From the moment one arrives, friendly staff welcome one into a world of quiet pampering and delicious luxury. Each suite is decorated in a unique style, and the attention to the smallest details is astonishing. Imagine fresh rose petals floating in the toilet bowl! Everything from mosquito repellant to an umbrella for rainy days is provided, even hot water bottles. In the bathroom, besides a courtesy towelling robe and slippers, scented candles and bath goodies tempt one to indulge in a decadent soak.

For the ultimate indulgence, though, experienced spa therapists offer massages either in one’s suite or, uniquely, outdoors in a rock shelter, as well as many other body and skin care treatments.

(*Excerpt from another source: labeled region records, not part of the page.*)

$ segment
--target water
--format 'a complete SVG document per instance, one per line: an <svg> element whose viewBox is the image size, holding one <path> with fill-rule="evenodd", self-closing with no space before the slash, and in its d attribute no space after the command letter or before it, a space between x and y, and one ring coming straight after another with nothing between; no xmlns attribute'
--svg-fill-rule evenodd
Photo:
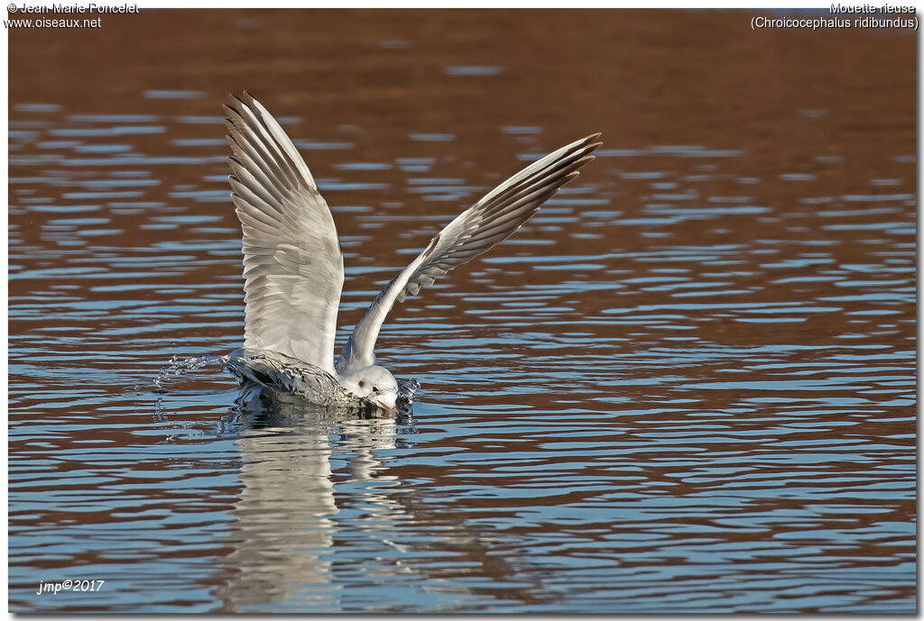
<svg viewBox="0 0 924 621"><path fill-rule="evenodd" d="M10 31L11 610L915 610L910 35L181 15ZM517 236L393 311L412 412L222 372L219 103L244 88L333 206L338 346L461 209L603 132ZM36 593L64 579L105 583Z"/></svg>

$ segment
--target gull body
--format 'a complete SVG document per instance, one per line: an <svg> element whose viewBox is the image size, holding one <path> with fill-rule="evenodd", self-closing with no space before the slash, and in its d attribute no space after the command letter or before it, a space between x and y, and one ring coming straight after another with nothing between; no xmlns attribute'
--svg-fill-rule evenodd
<svg viewBox="0 0 924 621"><path fill-rule="evenodd" d="M385 285L334 360L344 263L331 211L295 144L259 102L245 92L231 97L225 112L231 197L243 233L244 347L268 352L257 356L265 368L240 375L298 392L285 365L274 362L291 359L389 411L395 409L397 382L376 364L374 349L395 302L513 234L578 176L601 144L596 134L562 147L460 213Z"/></svg>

There is plenty to do outdoors at Bushmans Kloof. Besides day or sunset drives in open game-viewing vehicles, one can choose to meander gently or take strenuous hikes, grab one of the mountain bikes, abseil, practice fly-fishing (catch-and-release) or archery, canoe on the huge dam, watch birds, play croquet or simply laze away the hours beside one of the pools. In spring, because Bushmans Kloof is on the doorstep of Namaqualand, the annual glory of wild flowers transforms the veld.

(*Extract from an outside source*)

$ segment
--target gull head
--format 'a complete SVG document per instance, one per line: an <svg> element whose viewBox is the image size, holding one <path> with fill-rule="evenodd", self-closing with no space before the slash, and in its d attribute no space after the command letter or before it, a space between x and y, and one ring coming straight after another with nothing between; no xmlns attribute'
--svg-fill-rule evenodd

Bushmans Kloof is a photographer or painter’s paradise, and at night the clear mountain air is ideal for star-gazing, with telescopes and knowledgeable staff on hand to guide one around the celestial dome.

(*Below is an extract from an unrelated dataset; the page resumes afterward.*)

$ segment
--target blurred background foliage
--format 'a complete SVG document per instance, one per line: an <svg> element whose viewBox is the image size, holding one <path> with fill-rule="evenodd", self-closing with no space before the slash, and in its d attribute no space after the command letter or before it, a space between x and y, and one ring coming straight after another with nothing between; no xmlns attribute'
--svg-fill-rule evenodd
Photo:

The Cederberg is renowned for its Bushman rock art, with an estimated 4 000 known sites, dating back some 10 000 years, and hundreds of these are in the Bushmans Kloof section. Daily guided rock art walks introduce guests to this fascinating and precious heritage of the extinct San people who once lived along this mountain range.

In addition, in September 2004, a research and information centre was opened, which houses a large collection of authentic, irreplaceable Bushman artefacts, many of which were collected by the late, renowned anthropologist Yalmar Rudner.

And then there’s the food! Truly fine dining, courtesy of executive chef Floris Smith and his gumboot-dancing staff. From three-course breakfasts to high tea in the Makana Boma to sundowners at the River Boma to dining under the stars at Embers, a huge wooden deck built into a kloof, the food is simply superb.

An extensive organic vegetable and herb garden and orchard provide much of the fresh produce used in Floris’s delectable creations. A recent addition to the gardens is an area dedicated to indigenous medicinal plants, including the rooibos tea unique to the Cederberg, and the resident botanist will be happy to elaborate on their uses.

Guests can also request picnics or intimate honeymoon dinners à deux in a special spot, such as overlooking the large lake.

The Tollman family also own the Bouchard Findlayson wine estate located in the Hemel en Aarde valley near Hermanus, so some choice wines are served with meals. Other wines come from the local Cederberg Wines, whose vintner Dawid Niewoudt’s mother was born in the old farmhouse that forms the heart of Bushmans Kloof.

But beyond all these delights for pampered guests, Bushmans Kloof is a conservation success story, a showcase of what can be achieved by private initiative to preserve priceless wilderness areas. Close to the lodge is a tree nursery which, besides raising indigenous trees for the gardens and other parts of the estate, is helping to reintroduce the highly endangered indigenous Clanwilliam cedar trees that gave this part of the world its name.

Bushmans Kloof is a sanctuary for some 35 species of mammals, over 150 species of birds and more than 755 plant species, as well as a myriad insects, tortoises and other reptiles. Breeding programmes for several rare species have been implemented, and a bird rehabilitation centre has released many rescued owls, among other birds.

The human element has not been ignored: most of the support staff are local people, the descendants of farm workers who could have been displaced by the decline of the farms on which their families lived for generations but who have been made an integral part of this venture.

Bushmans Kloof also supports the local primary school at Elizabethsfontein. These youngsters have achieved renown throughout the Western Cape with their traditional dance routines and also delight guests at Bushmans Kloof with their performances.

It’s no exaggeration to call this place heaven on earth: visit just once and one’s heart will always pine to return!